The Majesty of Fauré's Requiem Revealed
Paavo Järvi realises a vision of beauty and and subtle expression.
Composer: Fauré
Repertoire: Requiem; Cantique de Jean Racine; Super Flumina Babylonis; Pavane; Elégie Artist: Philippe Jaroussky, Matthias Goerne, Choir of the Orchestre de Paris, Orchestre de Paris/Paavo Järvi
Rating: 4/5
Genre: vocal
Label: Virgin Classics 0709212
The Music: Fauré noted that his requiem was ‘composed for nothing... for fun’. The loss of his parents may have conditioned his outlook while creating the score’s first version during 1887-88. But the composer regarded death as a happy deliverance and wrote a serene requiem to match.
The Performance: Recorded live at the Salle Pleyel in Paris, this album brings out the elegiac gentleness of Fauré’s Requiem, a quality often overshadowed by performers determined to convey romantic energy at the expense of expressive subtlety. Paavo Järvi’s vision of the music is built on subtle expression: listen, for example, to the variety of inflection, the rhythmic ebb and flow and tonal variety applied to Libera Me by Matthias Goerne, choir and orchestra.

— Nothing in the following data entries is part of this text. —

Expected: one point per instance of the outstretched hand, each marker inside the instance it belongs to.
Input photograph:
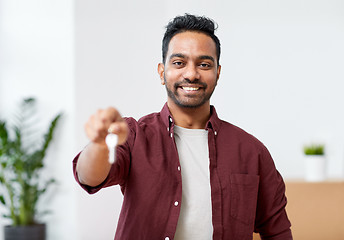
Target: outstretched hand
(104, 121)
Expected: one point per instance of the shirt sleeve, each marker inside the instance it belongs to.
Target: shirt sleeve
(120, 168)
(272, 222)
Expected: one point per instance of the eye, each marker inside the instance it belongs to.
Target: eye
(178, 63)
(205, 65)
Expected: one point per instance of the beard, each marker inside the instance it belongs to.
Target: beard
(188, 100)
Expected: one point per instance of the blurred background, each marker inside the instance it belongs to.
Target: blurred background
(282, 80)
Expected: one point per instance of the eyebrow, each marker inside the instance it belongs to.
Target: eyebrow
(202, 57)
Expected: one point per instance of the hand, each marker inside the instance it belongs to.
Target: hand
(102, 121)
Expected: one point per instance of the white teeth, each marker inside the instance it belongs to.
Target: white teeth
(190, 88)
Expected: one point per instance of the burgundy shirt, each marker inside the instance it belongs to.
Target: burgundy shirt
(247, 192)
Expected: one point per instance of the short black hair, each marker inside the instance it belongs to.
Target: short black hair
(190, 22)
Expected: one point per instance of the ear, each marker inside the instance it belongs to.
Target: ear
(218, 73)
(161, 70)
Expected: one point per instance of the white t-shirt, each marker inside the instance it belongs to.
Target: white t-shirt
(195, 220)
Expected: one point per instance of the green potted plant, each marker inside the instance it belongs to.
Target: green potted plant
(315, 162)
(22, 153)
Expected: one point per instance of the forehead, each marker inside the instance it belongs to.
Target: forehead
(192, 44)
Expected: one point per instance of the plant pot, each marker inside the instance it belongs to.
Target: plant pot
(31, 232)
(315, 166)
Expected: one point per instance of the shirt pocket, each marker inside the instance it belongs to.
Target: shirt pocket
(244, 194)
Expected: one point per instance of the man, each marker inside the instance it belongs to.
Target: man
(184, 173)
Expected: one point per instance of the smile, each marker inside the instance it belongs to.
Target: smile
(190, 88)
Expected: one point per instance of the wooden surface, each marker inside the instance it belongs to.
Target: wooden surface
(316, 210)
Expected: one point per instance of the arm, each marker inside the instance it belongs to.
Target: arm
(93, 166)
(272, 221)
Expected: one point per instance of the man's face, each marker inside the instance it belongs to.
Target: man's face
(190, 72)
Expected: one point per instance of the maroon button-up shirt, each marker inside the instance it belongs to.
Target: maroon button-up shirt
(247, 192)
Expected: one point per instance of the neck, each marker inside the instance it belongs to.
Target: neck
(194, 118)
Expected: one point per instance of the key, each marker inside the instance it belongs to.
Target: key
(111, 142)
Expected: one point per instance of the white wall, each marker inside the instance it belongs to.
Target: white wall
(37, 59)
(282, 79)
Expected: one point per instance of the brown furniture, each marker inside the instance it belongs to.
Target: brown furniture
(316, 210)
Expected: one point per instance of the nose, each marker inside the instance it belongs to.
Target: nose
(191, 73)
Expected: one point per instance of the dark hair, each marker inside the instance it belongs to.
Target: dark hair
(190, 22)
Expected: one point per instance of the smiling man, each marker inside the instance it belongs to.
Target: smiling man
(185, 173)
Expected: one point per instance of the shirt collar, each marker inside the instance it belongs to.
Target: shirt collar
(213, 123)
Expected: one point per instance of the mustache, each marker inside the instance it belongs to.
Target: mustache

Philippe Jaroussky is pleasing enough in the Pie Jesu, but less so than the best female soloists in comparably fine recordings. Yet this release, complete with cellist Eric Picard’s delectable Elégie performance, amounts to front-rank Fauré.
The Verdict: Emotional and cerebral intelligence are harnessed by Paavo Järvi, a musician clearly dedicated to Fauré’s cause. Even the composer’s familiar Pavane, done here with optional chorus and stripped of false sentiment, sounds fresh and new in its classical elegance.